The benchmark rate jumped to $2,500 per FEU in the week of April 3, according to the latest release of the Drewry Hong Kong-Los Angeles Container Rate Benchmark, after dropping last week to its lowest level in 2013. The current rate is up 24.7 percent from the same week in 2012 and almost 13 percent or $287 from the beginning of 2013.
It remains to be seen whether the spot rate falls off in weeks to come, as it did following the Jan. 15 GRI. Jefferies shipping analyst Johnson Leung said carriers need an increase of $200 to $300 per FEU to break even on the trade, “so $50 per FEU or no increase would be disappointing.”
“Trans-Pacific container shipping lines say a combination of leading market indicators and forward bookings suggest the beginnings of a gradual upturn in cargo volumes, and that is helping to support the latest round of general rate increases that took effect on April 1,” said Niels Erich, spokesman for TSA, in today’s press release.

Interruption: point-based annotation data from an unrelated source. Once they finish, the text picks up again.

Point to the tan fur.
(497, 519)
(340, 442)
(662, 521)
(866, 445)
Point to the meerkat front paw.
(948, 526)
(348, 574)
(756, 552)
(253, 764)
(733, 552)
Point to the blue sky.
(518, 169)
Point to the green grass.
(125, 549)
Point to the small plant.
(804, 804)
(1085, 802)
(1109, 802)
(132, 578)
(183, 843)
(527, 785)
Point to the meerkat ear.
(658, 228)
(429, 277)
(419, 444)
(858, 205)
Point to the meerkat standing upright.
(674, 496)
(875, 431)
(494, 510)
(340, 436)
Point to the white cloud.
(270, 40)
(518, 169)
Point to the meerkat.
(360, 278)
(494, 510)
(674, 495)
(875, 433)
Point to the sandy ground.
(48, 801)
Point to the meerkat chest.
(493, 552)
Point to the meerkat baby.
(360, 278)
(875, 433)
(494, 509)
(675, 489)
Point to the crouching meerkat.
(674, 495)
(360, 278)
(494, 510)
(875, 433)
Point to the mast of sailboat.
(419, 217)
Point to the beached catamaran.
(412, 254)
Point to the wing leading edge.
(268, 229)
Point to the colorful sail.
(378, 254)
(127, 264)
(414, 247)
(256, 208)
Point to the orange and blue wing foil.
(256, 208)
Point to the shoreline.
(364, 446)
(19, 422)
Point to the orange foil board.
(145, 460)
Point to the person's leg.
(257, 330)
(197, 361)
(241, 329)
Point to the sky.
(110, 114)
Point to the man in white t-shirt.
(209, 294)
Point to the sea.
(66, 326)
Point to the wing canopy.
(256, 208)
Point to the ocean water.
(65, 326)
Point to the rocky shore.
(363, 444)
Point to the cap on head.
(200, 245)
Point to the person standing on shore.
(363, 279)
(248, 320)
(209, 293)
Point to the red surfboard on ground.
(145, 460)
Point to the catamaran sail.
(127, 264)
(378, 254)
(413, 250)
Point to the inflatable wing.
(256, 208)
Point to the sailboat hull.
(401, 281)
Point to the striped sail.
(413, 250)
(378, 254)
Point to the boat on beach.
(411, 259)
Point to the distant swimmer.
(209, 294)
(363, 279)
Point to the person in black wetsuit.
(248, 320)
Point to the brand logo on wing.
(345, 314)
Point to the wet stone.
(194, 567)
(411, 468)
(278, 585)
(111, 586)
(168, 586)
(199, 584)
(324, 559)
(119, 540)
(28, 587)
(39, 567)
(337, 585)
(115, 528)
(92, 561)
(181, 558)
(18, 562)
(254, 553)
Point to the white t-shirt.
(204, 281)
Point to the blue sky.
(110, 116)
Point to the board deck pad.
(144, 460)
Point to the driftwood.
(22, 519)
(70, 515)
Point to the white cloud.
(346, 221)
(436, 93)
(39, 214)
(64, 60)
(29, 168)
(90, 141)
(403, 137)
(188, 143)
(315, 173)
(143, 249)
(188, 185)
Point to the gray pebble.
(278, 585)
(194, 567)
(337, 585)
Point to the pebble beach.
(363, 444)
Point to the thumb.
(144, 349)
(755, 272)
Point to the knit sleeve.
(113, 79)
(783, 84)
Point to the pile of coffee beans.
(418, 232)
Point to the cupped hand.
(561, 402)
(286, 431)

Erich goes on to quote TSA Executive Administrator Brian M. Conrad who says that steady growth is expected to continue in 2013 and states that the outlook is more positive now than in 2012. “It is critical for shippers to understand that rates which reflect little or no increase in rates over 2012 levels are simply not sustainable in the long run. The financial repercussions are serious, and carriers are looking to ensure that new contracts include rates that reflect a meaningful increase above 2012 levels, and closer to the post-April 1 market trends,” Conrad explains.